2009 radio comedy drama

Shirleymander is a radio comedy drama written by Gregory Evans. It was inspired by Today journalist Andrew Hosken's book Nothing Like a Dame (2006). Shirleymander was first broadcast as the Friday Play by BBC Radio 4 on 27 November 2009. The play's title is a portmanteau referencing the gerrymandering policy adopted by Shirley Porter while leader of Westminster City Council in the 1980s which "forced homeless families to substandard housing in order to manipulate the borough's voting demographic."

Shirleymander dramatises Porter's time as leader of the council and the scandals that ensued around the illegal homes for votes policy and the sale of 3 cemeteries for 5 pence each.
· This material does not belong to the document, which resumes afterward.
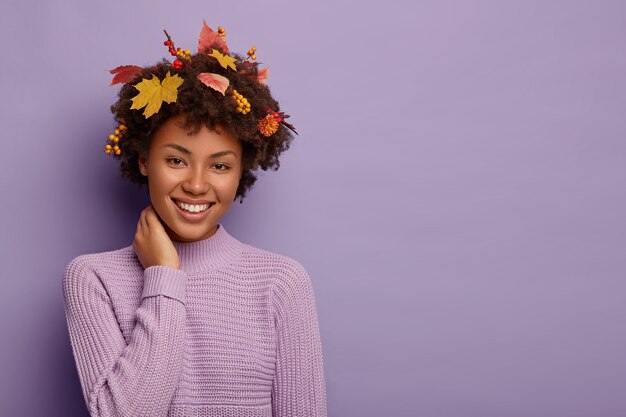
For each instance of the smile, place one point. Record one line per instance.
(192, 208)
Porter is depicted as "vain, arrogant, bullying and desperate to keep the borough from falling into the hands of her arch-enemies, the socialists." Evans said of his play:I haven't invented stuff, I haven't needed to. The material in Andrew's book was all carefully researched. The problem is that there is too much and so I have to leave a lot out... I know she is litigious or used to be but I am not making any new allegations in the play.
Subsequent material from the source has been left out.